Member-only story
How to Implement Your Distributed Filesystem With GlusterFS And Kubernetes
Learn the advantages of using GlusterFS and how can it help in achieving a highly-scalable, distributed filesystem
Introduction
For anyone who has encountered any kind of container orchestration platform, most commonly Kubernetes, it’s generally known that managing storage can be a real pain. Not because of the complexity or the number of underlying components, but because of the dynamic nature of such a platform’s architecture.
While operating inside a distributed cluster, Kubernetes can manipulate containers and pods in all sorts of ways — create them, destroy, replicate, autoscale, etc. And as a maintainer, you often won’t know which physical (or virtual) machine they will be placed on. Therefore, to access persistent storage, some kind of external data provisioning services must be used.
Kubernetes has the concept of persistent volume, which can be implemented in numerous ways. Now one of the simplest and commonly used is of course NFS. All you need is to install the Helm chart and use the created StorageClass in any volume claim. But despite being so straightforward and easy to get started with, such practice is, unfortunately, not as effective and flexible as it may sometimes be needed.
The crucial limitation I faced was the inability to provide shared storage to pods in different namespaces. And even though I could neglect logical separation and combine namespaces, this issue in combination with poor scaling efficiency was the decisive factor in finding a replacement.
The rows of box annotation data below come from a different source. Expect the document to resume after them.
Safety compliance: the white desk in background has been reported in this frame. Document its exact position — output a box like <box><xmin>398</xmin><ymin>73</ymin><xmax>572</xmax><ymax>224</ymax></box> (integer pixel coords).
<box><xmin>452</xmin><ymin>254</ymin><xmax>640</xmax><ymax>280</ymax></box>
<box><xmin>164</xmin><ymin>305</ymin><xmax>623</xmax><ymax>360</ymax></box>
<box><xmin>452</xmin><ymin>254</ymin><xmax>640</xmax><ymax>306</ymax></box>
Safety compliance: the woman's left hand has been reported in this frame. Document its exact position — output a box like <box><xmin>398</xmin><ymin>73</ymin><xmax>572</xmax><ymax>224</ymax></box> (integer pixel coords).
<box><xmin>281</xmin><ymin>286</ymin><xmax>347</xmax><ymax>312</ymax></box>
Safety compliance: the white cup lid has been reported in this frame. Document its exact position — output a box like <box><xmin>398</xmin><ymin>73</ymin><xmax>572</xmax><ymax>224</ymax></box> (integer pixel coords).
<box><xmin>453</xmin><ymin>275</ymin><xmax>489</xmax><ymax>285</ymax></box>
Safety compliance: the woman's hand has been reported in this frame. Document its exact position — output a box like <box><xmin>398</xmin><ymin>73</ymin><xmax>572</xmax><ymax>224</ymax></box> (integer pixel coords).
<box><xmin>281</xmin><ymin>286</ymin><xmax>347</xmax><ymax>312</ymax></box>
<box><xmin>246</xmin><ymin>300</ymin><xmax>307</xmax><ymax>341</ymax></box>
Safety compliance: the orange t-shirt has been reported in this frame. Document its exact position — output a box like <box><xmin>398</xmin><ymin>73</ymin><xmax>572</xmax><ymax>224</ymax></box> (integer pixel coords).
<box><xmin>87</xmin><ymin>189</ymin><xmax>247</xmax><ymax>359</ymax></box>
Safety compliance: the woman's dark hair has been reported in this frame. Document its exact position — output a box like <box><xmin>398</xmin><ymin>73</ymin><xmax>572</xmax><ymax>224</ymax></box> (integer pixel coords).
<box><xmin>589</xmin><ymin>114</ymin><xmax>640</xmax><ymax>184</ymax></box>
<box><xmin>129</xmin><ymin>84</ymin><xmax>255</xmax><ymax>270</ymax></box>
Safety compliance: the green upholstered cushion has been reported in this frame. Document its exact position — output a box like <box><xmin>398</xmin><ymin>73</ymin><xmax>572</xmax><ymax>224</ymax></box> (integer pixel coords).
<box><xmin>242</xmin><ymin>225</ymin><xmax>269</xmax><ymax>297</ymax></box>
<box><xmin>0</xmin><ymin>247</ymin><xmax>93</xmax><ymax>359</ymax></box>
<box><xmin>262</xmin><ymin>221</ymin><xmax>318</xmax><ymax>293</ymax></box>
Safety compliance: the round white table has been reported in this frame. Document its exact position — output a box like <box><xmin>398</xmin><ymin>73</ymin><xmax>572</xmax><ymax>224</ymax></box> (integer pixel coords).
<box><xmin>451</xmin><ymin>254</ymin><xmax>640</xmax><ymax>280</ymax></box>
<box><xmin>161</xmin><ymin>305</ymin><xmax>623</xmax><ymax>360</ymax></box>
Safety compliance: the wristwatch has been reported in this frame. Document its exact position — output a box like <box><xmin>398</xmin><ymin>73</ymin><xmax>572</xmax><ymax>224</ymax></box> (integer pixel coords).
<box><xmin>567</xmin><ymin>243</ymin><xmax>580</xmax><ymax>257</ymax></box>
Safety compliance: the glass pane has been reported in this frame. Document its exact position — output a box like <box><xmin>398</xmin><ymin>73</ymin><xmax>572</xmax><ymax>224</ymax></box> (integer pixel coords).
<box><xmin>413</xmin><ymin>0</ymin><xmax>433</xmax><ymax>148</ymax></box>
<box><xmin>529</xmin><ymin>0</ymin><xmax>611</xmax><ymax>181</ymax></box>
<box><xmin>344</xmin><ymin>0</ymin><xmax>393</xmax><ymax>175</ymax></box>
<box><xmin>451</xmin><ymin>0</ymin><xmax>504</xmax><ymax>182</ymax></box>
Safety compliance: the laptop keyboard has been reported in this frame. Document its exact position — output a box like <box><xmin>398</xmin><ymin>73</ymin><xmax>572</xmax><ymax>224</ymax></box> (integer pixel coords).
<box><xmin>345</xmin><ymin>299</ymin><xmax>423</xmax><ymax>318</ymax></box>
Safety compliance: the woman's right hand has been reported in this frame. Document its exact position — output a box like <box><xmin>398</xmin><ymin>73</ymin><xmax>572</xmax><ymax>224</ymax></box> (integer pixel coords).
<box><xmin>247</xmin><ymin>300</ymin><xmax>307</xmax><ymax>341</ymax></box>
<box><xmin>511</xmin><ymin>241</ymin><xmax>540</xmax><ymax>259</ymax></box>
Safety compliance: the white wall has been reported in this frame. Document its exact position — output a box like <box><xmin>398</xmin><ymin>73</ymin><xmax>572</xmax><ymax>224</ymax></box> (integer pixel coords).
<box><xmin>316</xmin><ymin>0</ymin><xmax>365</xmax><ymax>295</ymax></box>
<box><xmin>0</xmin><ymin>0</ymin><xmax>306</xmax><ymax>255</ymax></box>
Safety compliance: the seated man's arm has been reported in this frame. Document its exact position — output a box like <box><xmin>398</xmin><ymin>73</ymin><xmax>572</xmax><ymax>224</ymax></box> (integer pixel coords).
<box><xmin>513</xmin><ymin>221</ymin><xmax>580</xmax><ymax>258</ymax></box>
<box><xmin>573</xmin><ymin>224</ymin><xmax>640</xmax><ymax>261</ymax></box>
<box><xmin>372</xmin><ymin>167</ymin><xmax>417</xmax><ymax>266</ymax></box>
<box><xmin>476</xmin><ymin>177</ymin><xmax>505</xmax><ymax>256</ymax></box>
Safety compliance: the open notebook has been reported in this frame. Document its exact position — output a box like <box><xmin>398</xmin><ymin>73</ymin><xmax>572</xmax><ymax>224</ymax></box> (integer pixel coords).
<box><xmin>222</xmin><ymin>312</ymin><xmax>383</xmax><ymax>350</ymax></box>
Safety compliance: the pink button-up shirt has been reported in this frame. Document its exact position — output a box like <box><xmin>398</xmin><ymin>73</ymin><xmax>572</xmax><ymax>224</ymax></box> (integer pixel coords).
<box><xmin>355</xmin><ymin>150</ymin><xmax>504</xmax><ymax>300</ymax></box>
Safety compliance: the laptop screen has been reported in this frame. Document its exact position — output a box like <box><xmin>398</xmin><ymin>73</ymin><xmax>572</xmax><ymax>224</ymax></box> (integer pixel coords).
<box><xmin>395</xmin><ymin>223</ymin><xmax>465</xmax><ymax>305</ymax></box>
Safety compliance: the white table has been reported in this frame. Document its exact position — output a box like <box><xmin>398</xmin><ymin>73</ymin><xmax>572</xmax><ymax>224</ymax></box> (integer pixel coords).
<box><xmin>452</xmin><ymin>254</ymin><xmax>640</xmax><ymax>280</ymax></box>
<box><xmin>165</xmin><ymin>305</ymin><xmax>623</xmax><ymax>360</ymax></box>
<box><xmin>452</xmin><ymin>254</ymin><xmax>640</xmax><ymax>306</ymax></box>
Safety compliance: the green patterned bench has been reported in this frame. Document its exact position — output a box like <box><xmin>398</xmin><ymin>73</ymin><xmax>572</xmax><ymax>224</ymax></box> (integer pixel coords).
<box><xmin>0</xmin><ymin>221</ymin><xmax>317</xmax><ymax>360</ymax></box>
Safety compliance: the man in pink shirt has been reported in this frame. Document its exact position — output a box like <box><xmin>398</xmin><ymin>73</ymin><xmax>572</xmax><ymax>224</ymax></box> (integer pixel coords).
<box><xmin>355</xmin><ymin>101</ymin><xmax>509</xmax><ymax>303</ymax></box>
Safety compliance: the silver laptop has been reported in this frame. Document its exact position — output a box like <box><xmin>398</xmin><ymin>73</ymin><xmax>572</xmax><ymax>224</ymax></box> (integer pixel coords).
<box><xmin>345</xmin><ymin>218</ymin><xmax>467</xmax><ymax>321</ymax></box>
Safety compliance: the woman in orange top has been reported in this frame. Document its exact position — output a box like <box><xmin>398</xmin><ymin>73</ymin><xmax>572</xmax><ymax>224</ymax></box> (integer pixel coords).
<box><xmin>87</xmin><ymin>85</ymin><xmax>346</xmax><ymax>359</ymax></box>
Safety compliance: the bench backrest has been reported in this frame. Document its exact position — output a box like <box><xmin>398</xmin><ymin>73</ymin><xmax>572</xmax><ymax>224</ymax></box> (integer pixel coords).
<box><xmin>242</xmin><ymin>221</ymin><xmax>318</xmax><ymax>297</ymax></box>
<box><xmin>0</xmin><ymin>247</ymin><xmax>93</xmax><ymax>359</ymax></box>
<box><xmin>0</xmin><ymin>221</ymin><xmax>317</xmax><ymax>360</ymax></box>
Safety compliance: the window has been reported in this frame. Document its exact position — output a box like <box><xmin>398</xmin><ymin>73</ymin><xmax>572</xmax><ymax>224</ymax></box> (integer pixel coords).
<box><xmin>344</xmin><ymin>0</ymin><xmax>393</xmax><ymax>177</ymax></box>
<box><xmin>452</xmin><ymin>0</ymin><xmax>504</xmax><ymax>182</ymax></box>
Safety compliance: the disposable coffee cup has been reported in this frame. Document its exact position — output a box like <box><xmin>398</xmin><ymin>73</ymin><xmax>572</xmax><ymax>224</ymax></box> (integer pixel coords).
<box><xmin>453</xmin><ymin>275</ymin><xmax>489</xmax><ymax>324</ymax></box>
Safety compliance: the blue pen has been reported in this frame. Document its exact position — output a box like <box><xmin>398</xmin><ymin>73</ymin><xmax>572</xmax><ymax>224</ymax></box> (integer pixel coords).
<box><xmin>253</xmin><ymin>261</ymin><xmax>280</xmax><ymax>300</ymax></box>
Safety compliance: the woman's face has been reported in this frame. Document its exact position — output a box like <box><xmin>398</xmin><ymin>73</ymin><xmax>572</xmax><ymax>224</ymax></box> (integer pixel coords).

When searching for a distributed or clustered filesystem, the choice eventually comes down to a few options. Today, the outstanding ones are, of course, GlusterFS and CephFS. However, I don’t recommend making a choice basing only on this article. Do your own research. Because besides these ones, plenty of other options such as GFS 2, Lustre, MinIO, MooseFS, and more are also available. I also recommend checking out Rook which isn’t actually a DFS by itself, but rather the cloud-native storage orchestrator designed to extend Kubernetes storage management potential.